Par Joeri Van Dooren, ON6URE – RF.Guru
Si vous voulez savoir comment une antenne va performer, suivez le courant. Toutes les parties d’une antenne ne rayonnent pas avec la même intensité. Le signal naît là où le courant RF est élevé et a une ligne de vue dégagée—haut et loin d’un sol à fortes pertes et du fouillis. Cette idée simple explique pourquoi certaines antennes filaires « boxent au‑dessus de leur catégorie » et d’autres sonnent faibles, même avec une SWR parfaite.
Ceci est une visite pratique—sans mathématiques lourdes—sur la façon dont la distribution du courant détermine les performances et comment l’exploiter à votre avantage.
Pourquoi la distribution de courant compte
- Les zones à fort courant sont vos centrales. Placez ces sections haut et dégagées ; elles rayonnent alors efficacement.
- Les zones à faible courant / forte tension sont vulnérables. Elles sollicitent transformateurs et isolateurs et sont facilement influencées par les objets proches.
Idée clé : plus vous amenez de courant utile en ligne de vue (donc éloigné du sol), plus votre signal est fort.

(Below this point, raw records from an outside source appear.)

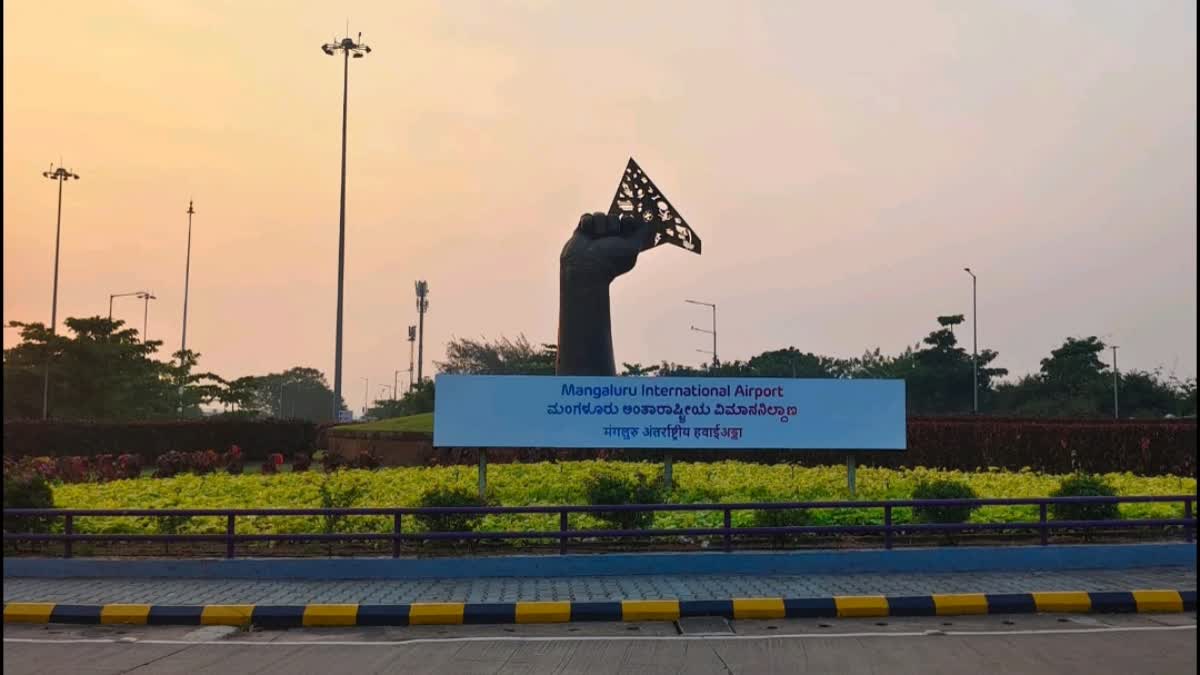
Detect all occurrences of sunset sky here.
[4,0,1196,411]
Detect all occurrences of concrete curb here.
[4,590,1196,628]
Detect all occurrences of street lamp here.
[138,293,158,345]
[414,281,430,382]
[320,32,371,420]
[684,300,720,368]
[108,291,145,321]
[1112,345,1121,419]
[962,267,979,414]
[42,165,79,419]
[179,199,196,352]
[179,199,194,417]
[408,325,416,392]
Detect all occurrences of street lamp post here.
[416,281,430,382]
[138,293,158,344]
[108,291,145,321]
[1112,345,1121,419]
[408,325,416,392]
[179,199,194,417]
[42,165,79,419]
[362,377,371,417]
[320,32,371,420]
[962,267,979,414]
[684,300,721,368]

Alimentation en courant vs alimentation en tension — et la zone grise entre les deux
La façon dont vous alimentez un fil change beaucoup de choses : pertes, contraintes de tension et tolérance de l’antenne à son environnement. Il existe trois familles de systèmes d’alimentation ; savoir dans laquelle vous êtes vous évitera des heures de dépannage plus tard.
1. Alimenté en courant — le classique calme et efficace
Exemples : dipôles alimentés au centre et doublets.
- Le point d’alimentation se situe à un maximum de courant.
- Faible tension au point d’alimentation—clément pour le matériel et l’isolation.
- Pertes faibles, comportement prévisible et large bande passante.
- De bonnes performances même sans hauteur extrême.
Les systèmes alimentés en courant sont directs : l’émetteur injecte du courant dans un point d’alimentation symétrique. Le rayonnement est efficace, la SWR reste stable et le transformateur (s’il y en a un) reste froid.
2. Alimenté en tension — le spécialiste exigeant
Exemples : demi‑ondes alimentées à l’extrémité (EFHW), longwires et ununs à rapport élevé tels que 9:1, 49:1 ou 64:1.
- Le point d’alimentation se trouve à un maximum de tension et à un minimum de courant.
- Impédance élevée—souvent de quelques kilo‑ohms.
- Nécessite un transformateur à fort rapport pour s’approcher de 50 Ω.
- Forte charge sur les noyaux et le matériel du point d’alimentation.
- Très sensible à l’environnement, au cheminement de la coaxiale et à la mise à la terre.
Ces antennes peuvent très bien performer, mais seulement si le transformateur est correctement conçu et suffisamment refroidi, et si l’installation minimise les couplages indésirables et les chemins de retour RF.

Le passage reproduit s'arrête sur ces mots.